Democrats are eager to make the controversy over the Hurricane Maria death toll a political flashpoint this fall, telling voters they want a special commission to investigate the Trump administration's response to the disaster in the same way a similar panel investigated the 9/11 terrorist attacks.
But it's unlikely Republicans, who control Congress and the White House, will sanction a special commission on Puerto Rico before the 2018 elections.
Florida-based pollster Brad Coker said the caucus’ move, which it proposed Wednesday at a a Capitol Hill news conference, could be part of a larger effort among Florida Democrats to win more of the Puerto Rican vote in the hotly-contested U.S. Senate and governor's races this fall. About half those fleeing Puerto Rico in the hurricane's wake landed in Florida.
But Coker said he’s skeptical the commission push will make a difference for Puerto Rican voters on the mainland, especially if it doesn’t go anywhere in Congress.
“Republicans still control both houses and they may not let it get off the ground,” Coker said. “Everything these days is politically motivated, so i don’t know if [any voter] really takes any gesture seriously."
But Darrell West, director of governance studies at The Brookings Institution, a Washington-based research group, said while it’s unlikely the commission idea would go far in Congress before the 2018 elections, the push for it could prove influential in areas with large numbers of Puerto Rican migrants.
"I think it will be helpful in Florida particularly because there are so many Latinos there and they can see how badly the U.S. government handled the hurricane," he said.
No Republicans attended the Wednesday news conference, which came about a week after the release of a Harvard University study estimated the hurricane’s death toll in Puerto Rico could be more than 4,000.
Their count is far higher than the government’s official number — 64.
Similar to the commission convened after the 9/11 terrorist attack, the group’s members would be selected by Congress and the White House, and would not include any current members of Congress, federal employee or employee of the Puerto Rico government, according to Alex Haurek, a spokesman for Rep. Nydia Velazquez, D-N.Y., a key player in the push for the commission.
The costs of such a commission are expected to be “minimal,” Haurek added. The budget for the 9/11 commission was $15 million.
That commission, created in 2002, issued its final report in 2004. It noted how several government agencies had not acted on intelligence that may have thwarted terrorist activity.
Velazquez denied that the group's announcement was political in nature.
"This is not about politics, it’s about policy. As we've seen, death tolls affect how our federal government responds to disasters and this commission would examine whether FEMA's response in Puerto Rico may have been slowed by the unbelievable, low death toll number coming out of Puerto Rico," she said.

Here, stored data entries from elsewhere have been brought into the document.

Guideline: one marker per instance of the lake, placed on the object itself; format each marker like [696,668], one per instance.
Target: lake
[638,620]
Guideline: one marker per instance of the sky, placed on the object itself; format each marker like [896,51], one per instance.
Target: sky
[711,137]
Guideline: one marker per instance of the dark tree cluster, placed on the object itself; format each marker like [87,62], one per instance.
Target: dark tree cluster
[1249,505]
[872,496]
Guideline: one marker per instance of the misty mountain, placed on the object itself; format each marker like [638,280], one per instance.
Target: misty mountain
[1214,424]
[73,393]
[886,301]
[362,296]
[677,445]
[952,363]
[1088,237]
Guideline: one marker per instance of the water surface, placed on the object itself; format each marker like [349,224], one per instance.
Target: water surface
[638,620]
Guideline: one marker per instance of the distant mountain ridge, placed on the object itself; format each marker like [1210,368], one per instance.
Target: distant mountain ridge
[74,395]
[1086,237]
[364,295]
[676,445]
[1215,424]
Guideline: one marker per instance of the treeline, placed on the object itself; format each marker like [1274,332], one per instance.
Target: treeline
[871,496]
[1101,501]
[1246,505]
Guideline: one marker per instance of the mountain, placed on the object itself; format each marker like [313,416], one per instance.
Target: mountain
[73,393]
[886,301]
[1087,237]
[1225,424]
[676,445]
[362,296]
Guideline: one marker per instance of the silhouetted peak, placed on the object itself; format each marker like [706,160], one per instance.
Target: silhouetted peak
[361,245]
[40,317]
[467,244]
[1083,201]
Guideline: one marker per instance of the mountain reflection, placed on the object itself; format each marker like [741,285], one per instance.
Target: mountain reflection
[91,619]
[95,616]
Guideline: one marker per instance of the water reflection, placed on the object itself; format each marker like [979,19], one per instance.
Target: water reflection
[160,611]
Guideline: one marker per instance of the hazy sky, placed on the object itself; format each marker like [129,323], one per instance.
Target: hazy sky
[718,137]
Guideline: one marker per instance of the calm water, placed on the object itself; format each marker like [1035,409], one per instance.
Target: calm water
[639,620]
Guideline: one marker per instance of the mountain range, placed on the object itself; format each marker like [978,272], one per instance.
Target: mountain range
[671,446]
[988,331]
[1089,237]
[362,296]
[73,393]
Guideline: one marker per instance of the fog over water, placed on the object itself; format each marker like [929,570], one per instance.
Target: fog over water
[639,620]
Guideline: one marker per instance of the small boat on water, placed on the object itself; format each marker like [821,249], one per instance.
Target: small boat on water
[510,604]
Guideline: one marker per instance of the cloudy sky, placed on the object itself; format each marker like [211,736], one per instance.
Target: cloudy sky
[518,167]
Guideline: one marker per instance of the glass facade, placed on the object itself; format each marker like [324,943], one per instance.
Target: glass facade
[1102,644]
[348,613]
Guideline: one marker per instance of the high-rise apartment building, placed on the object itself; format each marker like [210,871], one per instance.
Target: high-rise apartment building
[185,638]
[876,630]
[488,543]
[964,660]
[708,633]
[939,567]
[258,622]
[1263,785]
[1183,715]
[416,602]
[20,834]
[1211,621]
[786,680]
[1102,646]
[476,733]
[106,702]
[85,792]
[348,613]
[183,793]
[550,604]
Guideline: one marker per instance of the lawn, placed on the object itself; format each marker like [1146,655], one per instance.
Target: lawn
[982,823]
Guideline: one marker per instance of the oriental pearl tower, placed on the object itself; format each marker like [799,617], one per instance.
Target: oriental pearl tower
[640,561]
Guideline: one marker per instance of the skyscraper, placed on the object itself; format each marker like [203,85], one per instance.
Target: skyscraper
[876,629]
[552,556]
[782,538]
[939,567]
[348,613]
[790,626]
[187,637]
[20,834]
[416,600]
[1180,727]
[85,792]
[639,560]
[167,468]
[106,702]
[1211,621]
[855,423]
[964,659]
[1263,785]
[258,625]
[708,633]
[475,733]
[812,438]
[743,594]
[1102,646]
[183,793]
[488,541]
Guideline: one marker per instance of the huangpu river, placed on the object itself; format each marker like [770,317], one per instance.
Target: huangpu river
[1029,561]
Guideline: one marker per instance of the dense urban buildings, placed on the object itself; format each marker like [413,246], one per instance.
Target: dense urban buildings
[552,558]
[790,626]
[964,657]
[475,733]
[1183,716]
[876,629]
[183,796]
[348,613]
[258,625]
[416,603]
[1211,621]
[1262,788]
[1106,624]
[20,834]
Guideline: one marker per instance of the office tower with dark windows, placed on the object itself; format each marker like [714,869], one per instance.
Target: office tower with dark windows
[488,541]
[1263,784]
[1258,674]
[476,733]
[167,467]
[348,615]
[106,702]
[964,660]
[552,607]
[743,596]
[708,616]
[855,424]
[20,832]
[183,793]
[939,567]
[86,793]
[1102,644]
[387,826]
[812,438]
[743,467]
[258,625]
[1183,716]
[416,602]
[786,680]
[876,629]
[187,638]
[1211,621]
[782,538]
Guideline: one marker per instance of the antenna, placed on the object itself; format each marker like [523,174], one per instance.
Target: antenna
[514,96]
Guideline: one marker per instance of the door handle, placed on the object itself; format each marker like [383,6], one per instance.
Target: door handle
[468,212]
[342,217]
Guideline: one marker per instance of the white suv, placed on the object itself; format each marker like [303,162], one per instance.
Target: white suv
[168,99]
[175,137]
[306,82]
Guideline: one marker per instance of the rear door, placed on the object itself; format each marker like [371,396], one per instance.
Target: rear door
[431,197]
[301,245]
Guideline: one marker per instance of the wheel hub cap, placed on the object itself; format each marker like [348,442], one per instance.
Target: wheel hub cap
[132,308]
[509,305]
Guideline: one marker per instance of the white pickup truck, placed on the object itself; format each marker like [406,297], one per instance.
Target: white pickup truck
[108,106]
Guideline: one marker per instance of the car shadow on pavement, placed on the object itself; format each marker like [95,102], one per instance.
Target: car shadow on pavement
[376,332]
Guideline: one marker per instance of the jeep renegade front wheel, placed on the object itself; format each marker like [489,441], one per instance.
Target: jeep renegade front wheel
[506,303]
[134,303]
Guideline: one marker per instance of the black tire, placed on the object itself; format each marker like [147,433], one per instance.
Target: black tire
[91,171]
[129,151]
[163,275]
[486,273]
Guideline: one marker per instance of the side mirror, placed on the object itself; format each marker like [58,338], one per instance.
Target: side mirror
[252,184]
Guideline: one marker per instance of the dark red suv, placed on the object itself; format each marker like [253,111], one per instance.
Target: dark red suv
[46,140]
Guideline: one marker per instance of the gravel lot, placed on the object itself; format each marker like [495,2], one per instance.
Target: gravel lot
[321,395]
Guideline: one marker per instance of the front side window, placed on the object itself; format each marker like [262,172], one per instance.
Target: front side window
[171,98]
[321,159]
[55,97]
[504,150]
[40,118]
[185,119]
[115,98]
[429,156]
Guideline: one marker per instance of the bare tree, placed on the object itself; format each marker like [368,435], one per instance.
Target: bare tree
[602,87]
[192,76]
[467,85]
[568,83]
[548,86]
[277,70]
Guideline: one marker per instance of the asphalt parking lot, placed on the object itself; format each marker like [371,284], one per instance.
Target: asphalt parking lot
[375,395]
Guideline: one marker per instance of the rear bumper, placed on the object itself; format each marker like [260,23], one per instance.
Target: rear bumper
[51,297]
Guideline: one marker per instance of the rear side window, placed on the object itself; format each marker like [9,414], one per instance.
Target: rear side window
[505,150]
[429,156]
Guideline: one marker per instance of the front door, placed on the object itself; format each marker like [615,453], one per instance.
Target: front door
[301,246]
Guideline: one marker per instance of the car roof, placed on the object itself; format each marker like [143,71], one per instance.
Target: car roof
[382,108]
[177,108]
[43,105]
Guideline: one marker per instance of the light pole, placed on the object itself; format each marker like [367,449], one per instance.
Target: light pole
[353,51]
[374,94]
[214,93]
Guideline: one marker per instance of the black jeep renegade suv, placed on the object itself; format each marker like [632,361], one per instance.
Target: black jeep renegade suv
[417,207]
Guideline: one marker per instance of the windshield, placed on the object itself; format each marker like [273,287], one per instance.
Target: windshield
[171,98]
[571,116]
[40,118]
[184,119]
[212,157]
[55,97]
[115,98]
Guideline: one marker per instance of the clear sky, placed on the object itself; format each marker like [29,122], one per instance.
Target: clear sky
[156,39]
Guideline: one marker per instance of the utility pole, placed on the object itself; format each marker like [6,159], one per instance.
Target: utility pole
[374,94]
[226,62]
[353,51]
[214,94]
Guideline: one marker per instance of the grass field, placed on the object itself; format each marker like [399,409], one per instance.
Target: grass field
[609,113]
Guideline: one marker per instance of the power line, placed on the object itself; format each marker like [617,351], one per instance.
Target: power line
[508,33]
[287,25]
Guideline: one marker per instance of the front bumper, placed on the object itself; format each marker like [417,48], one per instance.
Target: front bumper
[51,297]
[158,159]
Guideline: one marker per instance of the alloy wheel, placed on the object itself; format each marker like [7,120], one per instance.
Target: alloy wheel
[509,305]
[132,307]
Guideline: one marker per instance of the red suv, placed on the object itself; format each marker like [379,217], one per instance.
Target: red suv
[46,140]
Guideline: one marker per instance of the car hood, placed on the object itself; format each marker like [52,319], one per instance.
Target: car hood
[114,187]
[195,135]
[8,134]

Puerto Rico governor Ricardo Rosselló said in November that the island would likely need $94.4 billion to rebuild in the wake of Hurricanes Irma and Maria.
Thus far, FEMA has provided about $1.3 billion in aid to the territory and obligated about $2.2 billion for public assistance projects, said Jenny Burke, a FEMA spokesperson, in an email.
“The insinuation that federal response has been lacking is absurd,” Burke wrote.
The Government Accountability Office is currently looking into the death toll discrepancies, said office spokesman Chuck Young in an email.